Here are the C and Bison declarations for the reverse polish notation calculator. As in C, comments are placed between ‘/*…*/’.

 
/* Reverse polish notation calculator.  */

%{
  #include <stdio.h>
  #include <math.h>
  int yylex (void);
  void yyerror (char const *);
%}
%define api.value.type {double}
%token NUM

%% /* Grammar rules and actions follow.  */

The declarations section (see section The prologue) contains two preprocessor directives and two forward declarations.

The #include directive is used to declare the exponentiation function pow.

The forward declarations for yylex and yyerror are needed because the C language requires that functions be declared before they are used. These functions will be defined in the epilogue, but the parser calls them so they must be declared in the prologue.

The second section, Bison declarations, provides information to Bison about the tokens and their types (see section The Bison Declarations Section).

The %define directive defines the variable api.value.type, thus specifying the C data type for semantic values of both tokens and groupings (see section Data Types of Semantic Values). The Bison parser will use whatever type api.value.type is defined as; if you don’t define it, int is the default. Because we specify ‘{double}’, each token and each expression has an associated value, which is a floating point number. C code can use YYSTYPE to refer to the value api.value.type.
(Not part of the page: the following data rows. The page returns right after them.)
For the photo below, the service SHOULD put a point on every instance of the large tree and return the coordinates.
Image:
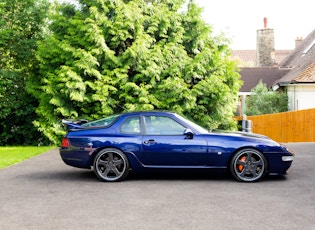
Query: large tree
(103, 57)
(21, 24)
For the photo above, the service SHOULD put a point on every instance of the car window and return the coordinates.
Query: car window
(160, 125)
(131, 125)
(107, 121)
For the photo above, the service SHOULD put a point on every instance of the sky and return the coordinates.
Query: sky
(239, 20)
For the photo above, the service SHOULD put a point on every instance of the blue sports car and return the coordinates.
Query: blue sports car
(140, 141)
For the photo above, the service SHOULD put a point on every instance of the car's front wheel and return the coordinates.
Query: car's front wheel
(111, 165)
(248, 165)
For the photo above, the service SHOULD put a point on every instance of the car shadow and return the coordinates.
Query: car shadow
(83, 175)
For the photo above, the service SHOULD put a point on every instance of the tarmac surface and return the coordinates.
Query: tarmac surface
(44, 193)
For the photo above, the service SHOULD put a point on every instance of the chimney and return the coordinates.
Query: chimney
(265, 51)
(265, 23)
(298, 41)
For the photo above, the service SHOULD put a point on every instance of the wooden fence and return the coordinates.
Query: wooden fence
(294, 126)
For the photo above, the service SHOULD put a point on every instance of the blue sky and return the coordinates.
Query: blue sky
(240, 20)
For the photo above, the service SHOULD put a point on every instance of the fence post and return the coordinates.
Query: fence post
(246, 124)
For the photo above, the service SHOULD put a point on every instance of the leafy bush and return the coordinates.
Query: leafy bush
(264, 101)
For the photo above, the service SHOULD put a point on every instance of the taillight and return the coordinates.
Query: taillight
(65, 143)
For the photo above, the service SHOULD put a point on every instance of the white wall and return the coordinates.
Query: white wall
(301, 96)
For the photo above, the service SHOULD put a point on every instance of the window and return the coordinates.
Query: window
(131, 125)
(159, 125)
(107, 121)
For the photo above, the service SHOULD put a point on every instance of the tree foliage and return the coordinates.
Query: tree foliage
(108, 56)
(264, 101)
(20, 28)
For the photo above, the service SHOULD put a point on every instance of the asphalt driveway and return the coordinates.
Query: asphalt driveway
(44, 193)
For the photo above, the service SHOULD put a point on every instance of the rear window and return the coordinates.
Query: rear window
(107, 121)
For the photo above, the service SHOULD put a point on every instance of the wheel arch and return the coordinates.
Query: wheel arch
(247, 147)
(127, 154)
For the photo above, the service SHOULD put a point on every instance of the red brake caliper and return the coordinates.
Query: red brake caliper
(240, 167)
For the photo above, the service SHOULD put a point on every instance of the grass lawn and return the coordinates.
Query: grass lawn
(13, 155)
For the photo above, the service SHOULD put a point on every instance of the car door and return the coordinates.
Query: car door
(164, 144)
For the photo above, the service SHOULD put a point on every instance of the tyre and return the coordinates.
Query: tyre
(111, 165)
(248, 165)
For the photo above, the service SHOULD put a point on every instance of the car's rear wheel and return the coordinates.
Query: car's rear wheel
(111, 165)
(248, 165)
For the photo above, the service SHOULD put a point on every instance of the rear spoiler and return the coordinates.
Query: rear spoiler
(73, 124)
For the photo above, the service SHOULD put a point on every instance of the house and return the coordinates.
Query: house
(292, 71)
(299, 82)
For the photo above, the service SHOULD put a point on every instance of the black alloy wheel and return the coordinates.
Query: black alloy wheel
(248, 165)
(111, 165)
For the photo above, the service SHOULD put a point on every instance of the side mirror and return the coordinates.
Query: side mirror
(188, 133)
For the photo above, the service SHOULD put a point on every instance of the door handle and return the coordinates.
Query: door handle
(149, 142)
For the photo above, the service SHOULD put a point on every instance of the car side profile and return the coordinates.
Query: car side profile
(141, 141)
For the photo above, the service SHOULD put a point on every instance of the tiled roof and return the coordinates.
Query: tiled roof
(301, 62)
(252, 76)
(247, 58)
(308, 75)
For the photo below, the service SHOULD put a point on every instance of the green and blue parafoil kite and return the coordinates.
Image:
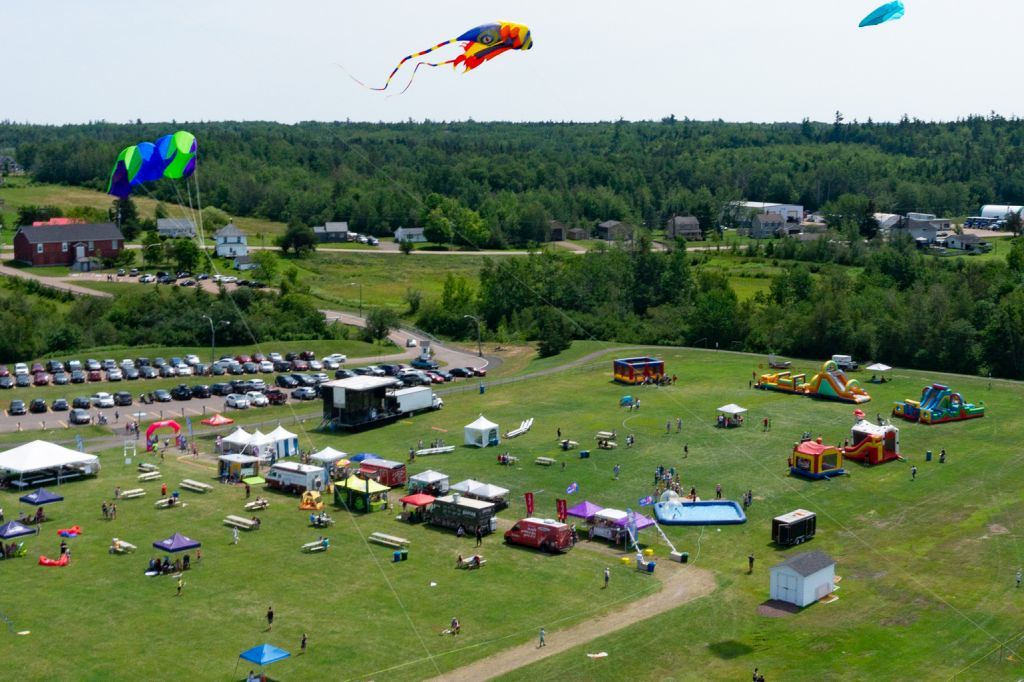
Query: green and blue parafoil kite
(171, 156)
(887, 12)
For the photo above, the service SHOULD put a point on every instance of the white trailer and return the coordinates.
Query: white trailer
(417, 398)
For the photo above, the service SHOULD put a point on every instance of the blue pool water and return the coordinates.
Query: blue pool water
(719, 512)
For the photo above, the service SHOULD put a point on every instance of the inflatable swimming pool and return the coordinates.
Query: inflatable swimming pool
(717, 512)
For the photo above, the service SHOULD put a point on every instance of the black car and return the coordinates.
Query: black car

Each terminal symbol that is not a single-character literal must be declared. (Single-character literals normally don’t need to be declared.) In this example, all the arithmetic operators are designated by single-character literals, so the only terminal symbol that needs to be declared is NUM, the token type for numeric constants.


[ < ] [ > ]   [ << ] [ Up ] [ >> ]         [Top] [Contents] [Index] [ ? ]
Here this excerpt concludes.